Nous tenons sous notre contrôle deux cent employés de Biodynamics. Pour ne rien vous cacher, dix d'entre eux ont réussi à se barricader dans un local et ne pourront pas en sortir puisque nous avons bloqué la porte de l'extérieur.
Bien sûr, personne n'est mort ni n'a été blessé, sans quoi vous ne pourriez pas croire que nous ne comptons faire de mal à personne. »
L'autonome, celui-là même qui avait abattu les drones au lance-fusées, était assis de façon nonchalante sur la vidéo 3D. Une cicatrice épaisse lui barrait le front.
« On essaie de tracer lequel c'est, chuchota un des experts de BD, mais c'est difficile.
— Vous n'avez pas une reco faciale sur base de données mondiale ?
— Eh bien... euh... il n'y a pas de base de données faciale des autonomes. Uniquement une correspondance parcours – matricule – puce ID.
— Vous avez lu sa puce ID ?
— Il y a un lecteur à l'entrée du complexe. Mais la puce de celui-ci a été grillée.
— Vous ne vous en êtes rendu compte que maintenant ?
— Personne ne vérifie à la main le lecteur. Le système permet d'assurer que les entrées et les sorties coïncident. »
Carlsson soupira.
« Voici ces revendications.
Nous ne voulons aucun mal à aucun être humain sur cette Terre, simplement vous amener à réfléchir. Nous voulons qu'un débat mondial remette sur la table la question du statut des autonomes. Nous voulons que le plus grand nombre des humains prenne conscience que nous sommes victimes de l'une des plus grande injustices de tous les temps.
Cette injustice est sous votre nez depuis cinquante ans. Biodynamics en a fait un business. Il s'agit de la production, du commerce et de la vente des autonomes.
Nous sommes dans une situation intenable, dans laquelle une population de sept cent cinquante millions d'êtres vivants, qui sont finalement humains à 99 %, sont exploités par neuf milliards d'êtres humains. Vous devez prendre conscience que cette exploitation est illégitime et injuste.

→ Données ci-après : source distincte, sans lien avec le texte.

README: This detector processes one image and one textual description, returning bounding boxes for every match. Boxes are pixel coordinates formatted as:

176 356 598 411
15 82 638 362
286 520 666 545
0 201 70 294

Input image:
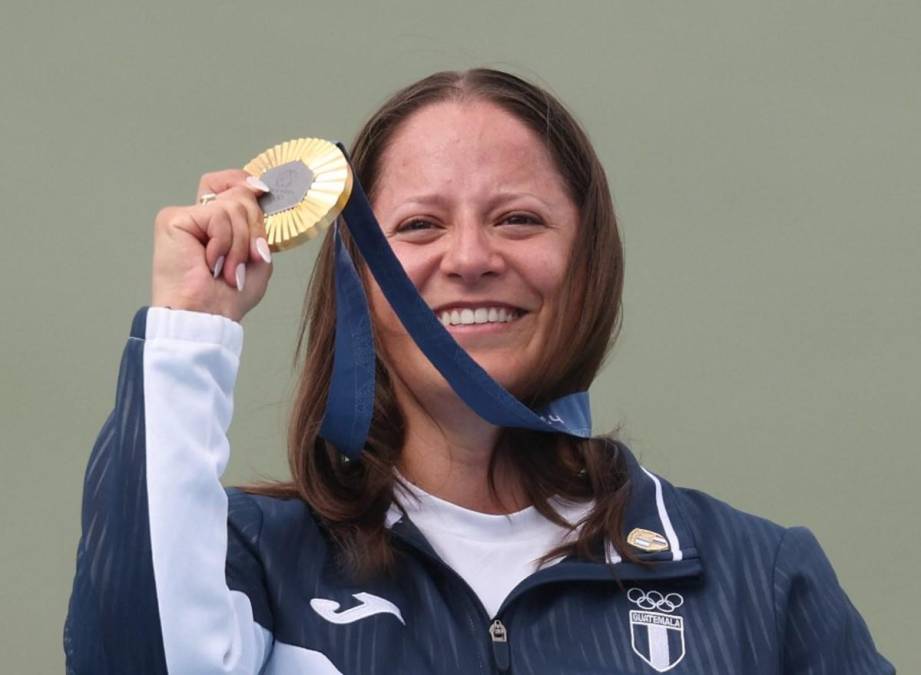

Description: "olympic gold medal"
243 138 352 251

De mon expérience, l'un des arguments avancés le plus souvent par ceux qui cherchent à justifier, c'est que nous sommes naturellement inférieurs aux humains. Incapables de comprendre vos grandes aspirations, incapables de comprendre ce qu'est la liberté ni même de combattre pour elle. Eh bien nous avons choisi de prendre les armes pour vous montrer que nous en étions capables. Venez discuter d'égal à égal et ce sera la première étape d'un chemin périlleux vers la justice. Un petit pas sur ce chemin, mais un bond de géant pour l'humanité. »
Prendre les armes pacifiquement, songea Carlsson. Ce mec ne pense même pas à la cohérence de ce qu'il dit. En fait, il se fiche de nous.
« Toutes les époques ont connu des situations qui paraissaient impensables se réaliser en quelques années, et invariablement, ceux qui s'accrochaient au passé qui s'effondrait l'ont rejoint dans les oubliettes de l'Histoire.
— Est-ce que c'est sorti sur le Net ? grommela l'agent du BIS.
— On a coupé les réseaux fibrés avant qu'ils aient pu le transmettre.
— Donc personne n'est au courant ?
— Officiellement, le centre est victime d'une attaque que l'on attribue aux Élus.
L'autopsychologue était un petit homme grassouillet qui transpirait beaucoup.
— Pourquoi vouliez-vous me voir ? demanda Carlsson.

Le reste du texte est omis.